Bu etik yönetmelik çerçevesinde, etik değerlere sahip lisans mezunu bir psikolog, psikoterapi ya da daha bilinen ismiyle konuşarak tedavi uygulayabilecek eğitimi almadığını bilir. Danışanlarına ilaç önermez ve kendini yetersiz hissettiği durumlarda danışanlarına alanında yeterli bir meslektaşını bulmak ile yükümlü olduğunun farkındadır. Yetersizlikleri belirlemek oldukça kolay iken yeterlilikleri ile ilgili kısım oldukça muallakta bırakılmıştır ve psikoloğun kendini değerlendirmesinin sonucuna göre şekillenir. Örneğin geçmişinde travma yaşamış biri ile çalışıp çalışmama durumunda psikolog bu konuda yeterliliğini nasıl değerlendirmelidir? Lisans mezunu ve bu alanda üniversite dışı eğitim almamış ben, bu durumdaki bir danışan ile karşılaştığımda kendimi yeterli hissetmemekte ve etik yönetmeliğin gerekliliklerini bu çerçevede yerine getirmekteyim. Diğer taraftan ulusal bir televizyonda "geçmiş travmalarından 1 seansta arınma" iddiası ile ortaya çıkan terapistler ile karşılaşmaktayız. Kendini "psikolog", "psikolojik danışman", "yaşam koçu", "bilinçaltı uzmanı" gibi sıfatlarla tanımlayan birçok kişi aynı etik yönetmeliği kendi subjektif perspektiflerinden değerlendirip bu becerilere sahip olduklarını düşünmektedirler. Bu çerçevede hizmet verip oldukça yüksek meblağlar kazanmaktadırlar.
Her insan için hayatta kalmak en önemli önceliktir. Bu öncelik için para oldukça önemli bir araçtır. Ancak etik yönetmeliğe uygun davranıldığında ülkemizde bir psikoloğun geçimini sağlaması neredeyse imkansız gözükmektedir. Lisans mezunu psikologların kazandığı paralar batı illerinde 6 gün çalışma için ortalama 1.500 lira civarında olmakta, dahası işverenler psikologdan etik ilkeleri hiçe sayıp mesleğini gerçekleştirmesini istemektedir.
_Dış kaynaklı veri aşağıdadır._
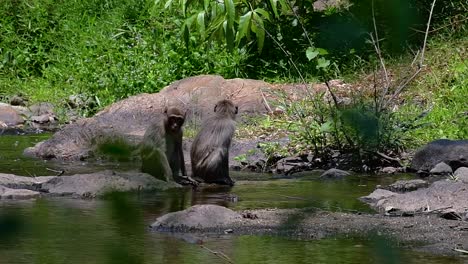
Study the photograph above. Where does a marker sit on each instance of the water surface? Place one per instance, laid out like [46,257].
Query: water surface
[115,229]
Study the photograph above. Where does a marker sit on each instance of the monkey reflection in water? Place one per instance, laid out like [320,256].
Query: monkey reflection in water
[161,149]
[210,149]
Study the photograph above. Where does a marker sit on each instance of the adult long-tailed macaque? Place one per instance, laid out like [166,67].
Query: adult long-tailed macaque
[161,149]
[210,149]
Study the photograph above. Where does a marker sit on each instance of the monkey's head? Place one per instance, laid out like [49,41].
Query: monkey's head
[226,108]
[174,119]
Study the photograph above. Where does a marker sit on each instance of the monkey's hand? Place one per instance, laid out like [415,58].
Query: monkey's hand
[187,180]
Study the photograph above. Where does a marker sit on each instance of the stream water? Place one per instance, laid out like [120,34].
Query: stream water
[115,229]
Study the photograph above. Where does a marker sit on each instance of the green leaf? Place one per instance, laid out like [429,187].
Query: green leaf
[201,24]
[322,63]
[263,13]
[230,12]
[274,6]
[322,51]
[168,3]
[259,30]
[311,53]
[183,6]
[186,35]
[245,23]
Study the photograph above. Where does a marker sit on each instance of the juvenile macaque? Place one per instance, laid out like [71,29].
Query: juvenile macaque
[210,149]
[161,149]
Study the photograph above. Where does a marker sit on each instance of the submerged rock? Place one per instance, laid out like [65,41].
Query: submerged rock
[452,152]
[99,183]
[461,174]
[334,174]
[86,185]
[17,194]
[440,197]
[23,182]
[198,217]
[441,169]
[403,186]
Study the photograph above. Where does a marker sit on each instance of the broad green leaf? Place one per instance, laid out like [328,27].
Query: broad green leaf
[322,51]
[263,13]
[259,31]
[201,24]
[326,127]
[245,22]
[230,38]
[183,6]
[322,63]
[186,35]
[274,7]
[168,3]
[284,6]
[230,12]
[311,53]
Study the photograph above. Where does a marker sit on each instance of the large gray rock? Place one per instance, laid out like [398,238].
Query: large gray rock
[440,197]
[452,152]
[9,116]
[198,217]
[441,169]
[403,186]
[23,182]
[81,185]
[17,194]
[100,183]
[129,118]
[376,196]
[461,174]
[334,174]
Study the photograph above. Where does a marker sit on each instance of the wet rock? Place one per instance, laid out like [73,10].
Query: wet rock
[17,101]
[290,165]
[334,174]
[198,217]
[99,183]
[80,101]
[452,152]
[439,197]
[85,185]
[441,169]
[9,116]
[22,182]
[376,196]
[17,194]
[129,118]
[403,186]
[389,170]
[451,215]
[41,109]
[461,174]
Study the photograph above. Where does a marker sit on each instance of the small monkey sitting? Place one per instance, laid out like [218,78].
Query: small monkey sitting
[161,149]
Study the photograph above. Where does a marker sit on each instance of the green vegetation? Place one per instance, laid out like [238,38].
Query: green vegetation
[109,50]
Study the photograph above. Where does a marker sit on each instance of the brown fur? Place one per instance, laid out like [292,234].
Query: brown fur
[210,149]
[161,149]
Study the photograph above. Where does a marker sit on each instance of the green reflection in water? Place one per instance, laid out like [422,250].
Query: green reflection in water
[12,159]
[114,231]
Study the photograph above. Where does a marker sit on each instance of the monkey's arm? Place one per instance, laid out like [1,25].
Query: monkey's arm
[182,161]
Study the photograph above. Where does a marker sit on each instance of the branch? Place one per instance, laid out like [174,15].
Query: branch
[427,33]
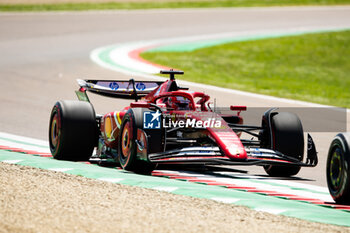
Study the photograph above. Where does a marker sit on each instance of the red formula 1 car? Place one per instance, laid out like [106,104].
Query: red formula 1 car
[169,124]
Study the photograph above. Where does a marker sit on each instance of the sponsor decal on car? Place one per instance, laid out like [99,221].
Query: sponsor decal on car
[140,86]
[192,123]
[114,86]
[151,120]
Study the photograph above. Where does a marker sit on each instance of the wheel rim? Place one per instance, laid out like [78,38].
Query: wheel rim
[336,168]
[126,140]
[55,131]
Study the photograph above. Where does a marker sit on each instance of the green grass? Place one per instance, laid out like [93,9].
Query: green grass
[313,67]
[155,5]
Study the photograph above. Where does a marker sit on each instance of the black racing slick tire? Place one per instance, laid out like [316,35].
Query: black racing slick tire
[72,130]
[287,138]
[127,146]
[338,169]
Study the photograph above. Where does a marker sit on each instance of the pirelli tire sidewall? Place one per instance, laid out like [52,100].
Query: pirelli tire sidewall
[338,168]
[72,130]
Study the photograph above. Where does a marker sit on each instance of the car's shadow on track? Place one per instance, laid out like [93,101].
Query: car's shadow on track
[225,172]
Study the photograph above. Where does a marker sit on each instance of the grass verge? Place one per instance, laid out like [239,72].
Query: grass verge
[167,4]
[313,67]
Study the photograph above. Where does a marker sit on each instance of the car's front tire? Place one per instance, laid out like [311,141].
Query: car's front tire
[338,168]
[127,148]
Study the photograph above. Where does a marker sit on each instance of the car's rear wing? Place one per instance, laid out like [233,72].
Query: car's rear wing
[116,88]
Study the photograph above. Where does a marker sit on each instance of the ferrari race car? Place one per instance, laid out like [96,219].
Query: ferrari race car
[167,124]
[338,168]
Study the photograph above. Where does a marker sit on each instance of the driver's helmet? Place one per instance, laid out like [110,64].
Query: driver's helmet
[177,103]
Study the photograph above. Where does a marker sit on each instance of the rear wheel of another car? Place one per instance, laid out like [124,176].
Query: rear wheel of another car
[287,138]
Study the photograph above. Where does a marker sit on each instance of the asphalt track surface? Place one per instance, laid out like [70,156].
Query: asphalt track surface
[43,53]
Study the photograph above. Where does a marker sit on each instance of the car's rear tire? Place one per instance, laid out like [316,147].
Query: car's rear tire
[72,130]
[127,148]
[338,168]
[287,138]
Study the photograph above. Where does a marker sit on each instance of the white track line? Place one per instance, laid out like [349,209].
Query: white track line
[287,187]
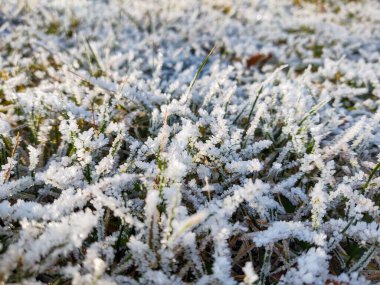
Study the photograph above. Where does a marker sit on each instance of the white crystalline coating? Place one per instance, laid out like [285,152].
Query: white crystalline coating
[189,142]
[34,154]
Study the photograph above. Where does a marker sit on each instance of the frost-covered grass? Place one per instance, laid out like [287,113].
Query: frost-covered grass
[189,142]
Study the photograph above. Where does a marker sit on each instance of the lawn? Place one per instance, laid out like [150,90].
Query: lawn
[189,142]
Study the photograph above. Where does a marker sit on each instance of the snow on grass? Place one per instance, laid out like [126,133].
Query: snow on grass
[189,142]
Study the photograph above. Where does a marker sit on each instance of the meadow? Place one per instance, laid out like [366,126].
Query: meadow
[189,142]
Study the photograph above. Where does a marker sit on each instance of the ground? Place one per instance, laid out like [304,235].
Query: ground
[189,142]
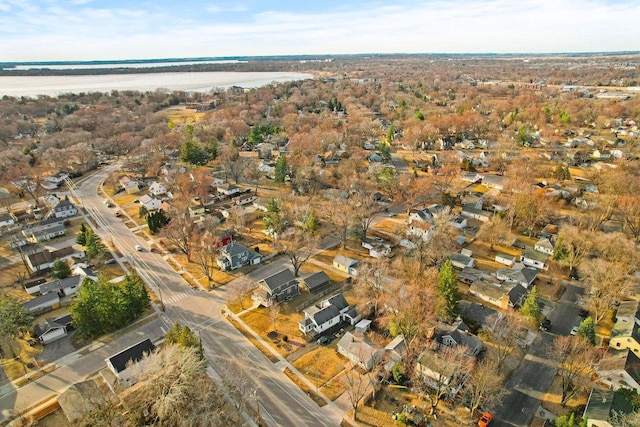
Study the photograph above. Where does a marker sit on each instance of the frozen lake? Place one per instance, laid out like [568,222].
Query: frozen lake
[33,86]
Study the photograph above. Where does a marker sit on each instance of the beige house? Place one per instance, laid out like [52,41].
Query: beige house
[626,331]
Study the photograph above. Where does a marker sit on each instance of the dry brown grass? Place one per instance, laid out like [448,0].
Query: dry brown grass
[303,386]
[259,320]
[320,365]
[551,401]
[184,116]
[257,344]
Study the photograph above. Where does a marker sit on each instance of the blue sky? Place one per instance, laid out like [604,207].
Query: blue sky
[115,29]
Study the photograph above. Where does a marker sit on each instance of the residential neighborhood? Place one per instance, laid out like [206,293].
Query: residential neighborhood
[344,250]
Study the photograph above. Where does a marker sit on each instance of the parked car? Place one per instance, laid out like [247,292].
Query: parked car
[545,325]
[485,419]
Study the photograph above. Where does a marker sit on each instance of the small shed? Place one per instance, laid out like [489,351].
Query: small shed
[363,326]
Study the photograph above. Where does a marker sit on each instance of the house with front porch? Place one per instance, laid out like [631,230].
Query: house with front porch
[276,288]
[325,315]
[234,255]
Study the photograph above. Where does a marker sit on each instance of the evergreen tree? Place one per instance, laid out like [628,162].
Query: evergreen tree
[281,169]
[192,153]
[310,222]
[212,150]
[101,307]
[81,238]
[530,306]
[255,135]
[60,270]
[156,220]
[93,247]
[587,329]
[448,291]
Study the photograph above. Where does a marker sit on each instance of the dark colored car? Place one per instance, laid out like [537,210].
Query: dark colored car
[545,325]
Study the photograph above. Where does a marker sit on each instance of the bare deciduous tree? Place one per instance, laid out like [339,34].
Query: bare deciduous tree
[576,359]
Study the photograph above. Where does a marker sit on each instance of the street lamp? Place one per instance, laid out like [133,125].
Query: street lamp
[255,395]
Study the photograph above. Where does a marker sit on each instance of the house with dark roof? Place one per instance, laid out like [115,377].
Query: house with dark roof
[277,288]
[42,303]
[620,369]
[535,259]
[626,332]
[63,287]
[234,255]
[518,274]
[64,209]
[53,329]
[360,350]
[118,363]
[316,281]
[6,220]
[459,334]
[602,407]
[320,317]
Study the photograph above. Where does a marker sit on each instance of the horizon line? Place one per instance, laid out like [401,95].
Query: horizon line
[322,55]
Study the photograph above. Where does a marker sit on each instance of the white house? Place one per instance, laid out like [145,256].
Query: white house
[320,317]
[57,178]
[157,189]
[423,230]
[150,203]
[535,259]
[505,259]
[545,245]
[64,209]
[6,220]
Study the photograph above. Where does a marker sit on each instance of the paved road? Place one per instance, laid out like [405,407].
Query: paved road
[75,368]
[527,386]
[281,402]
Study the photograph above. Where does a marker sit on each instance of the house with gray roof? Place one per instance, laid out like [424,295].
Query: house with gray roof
[234,255]
[276,288]
[53,329]
[320,317]
[535,259]
[42,303]
[63,287]
[620,369]
[360,350]
[602,407]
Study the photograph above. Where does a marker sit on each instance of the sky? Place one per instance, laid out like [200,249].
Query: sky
[50,30]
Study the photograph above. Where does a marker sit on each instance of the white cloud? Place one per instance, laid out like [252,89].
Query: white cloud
[431,26]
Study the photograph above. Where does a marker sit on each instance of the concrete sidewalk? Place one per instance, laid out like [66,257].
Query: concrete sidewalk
[75,367]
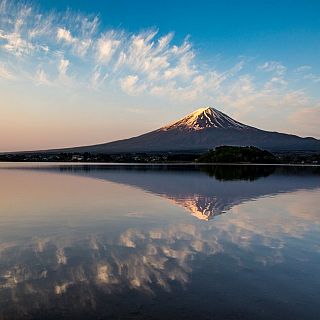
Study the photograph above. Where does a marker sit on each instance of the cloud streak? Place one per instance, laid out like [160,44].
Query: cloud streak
[59,48]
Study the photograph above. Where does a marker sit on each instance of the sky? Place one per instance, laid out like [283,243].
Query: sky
[84,72]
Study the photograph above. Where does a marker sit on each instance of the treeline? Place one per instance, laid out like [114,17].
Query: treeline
[222,154]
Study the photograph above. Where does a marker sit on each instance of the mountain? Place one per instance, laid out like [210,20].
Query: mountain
[201,130]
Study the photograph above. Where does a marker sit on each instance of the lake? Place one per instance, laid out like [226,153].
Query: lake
[159,242]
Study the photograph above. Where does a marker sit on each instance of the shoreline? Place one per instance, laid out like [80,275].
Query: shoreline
[158,163]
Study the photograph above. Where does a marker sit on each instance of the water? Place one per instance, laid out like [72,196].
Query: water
[159,242]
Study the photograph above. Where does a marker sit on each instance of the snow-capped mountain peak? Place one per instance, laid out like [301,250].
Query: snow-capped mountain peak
[205,118]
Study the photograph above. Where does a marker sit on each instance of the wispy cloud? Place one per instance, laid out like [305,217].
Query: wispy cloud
[62,48]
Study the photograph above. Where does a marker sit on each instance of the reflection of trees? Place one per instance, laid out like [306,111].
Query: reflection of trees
[225,173]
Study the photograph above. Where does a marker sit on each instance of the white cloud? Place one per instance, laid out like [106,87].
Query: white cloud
[63,66]
[5,73]
[65,35]
[303,68]
[106,47]
[273,66]
[130,84]
[312,77]
[145,63]
[41,78]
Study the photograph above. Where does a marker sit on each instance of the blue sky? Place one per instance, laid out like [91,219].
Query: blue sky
[77,72]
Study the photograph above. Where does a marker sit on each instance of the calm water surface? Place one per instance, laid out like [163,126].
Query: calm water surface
[159,242]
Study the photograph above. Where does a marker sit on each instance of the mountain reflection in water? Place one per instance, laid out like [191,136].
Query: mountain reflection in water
[103,244]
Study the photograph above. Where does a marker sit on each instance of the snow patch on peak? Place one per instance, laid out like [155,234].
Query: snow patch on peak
[203,118]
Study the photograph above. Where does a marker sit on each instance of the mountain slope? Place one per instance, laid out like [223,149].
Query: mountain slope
[203,129]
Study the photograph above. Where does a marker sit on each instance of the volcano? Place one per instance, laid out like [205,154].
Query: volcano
[202,130]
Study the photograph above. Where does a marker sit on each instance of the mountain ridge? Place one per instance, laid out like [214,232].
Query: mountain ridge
[200,131]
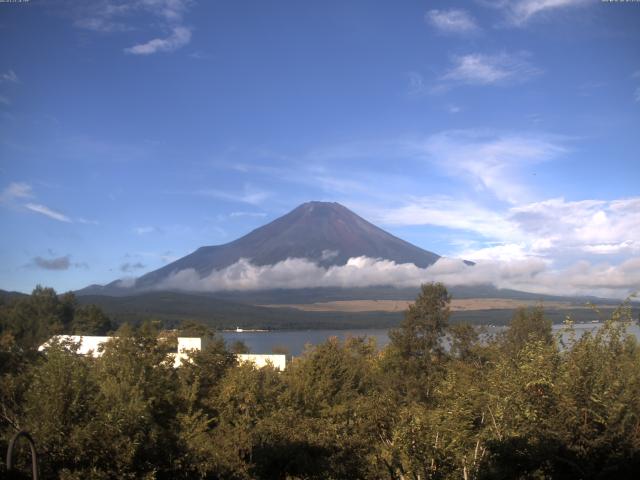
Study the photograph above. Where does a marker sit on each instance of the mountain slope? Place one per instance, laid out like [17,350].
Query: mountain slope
[325,233]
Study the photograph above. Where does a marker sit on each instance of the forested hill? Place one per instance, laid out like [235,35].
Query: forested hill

Bu durumla karşılaşan psikologlar ise kendini şanslı saymalılar, çünkü birçok kurumda psikolog sadece diploması için işe alınan, pratikte sekreterlik benzeri işler yapan meslek elemanları olarak gözlenmektedir. 6 gün için 1.500 lira kazanan psikoloğun akademik (yüksek lisans vs doktora) ya da akademik olmayan (özel kurumlarda ücret karşılığı verilen sertifikalar) eğitimler alması hem maddi hem de zaman açısından imkansızdır. Bu eğitimleri alamayan bu nedenle birçok danışan için yetersiz olduğu yargısına varan psikolog, bir taraftan kendini geliştirememenin, mesleğinin gerekliliklerini yerine getirememenin üzüntüsünü duyarken; bir taraftan da işverenleri tarafından "müşteri çevirdiği" için suçlanmaktadır. Buna ek olarak mesleki etik anlayışı kendininkinden oldukça farklı olan bireylerin zengin olmasını izler, cebinde ay sonunu getirmesi imkansız bir para ve kredi kartı borçlarıyla.
İşte psikoloğun depresyonu böyle başlar.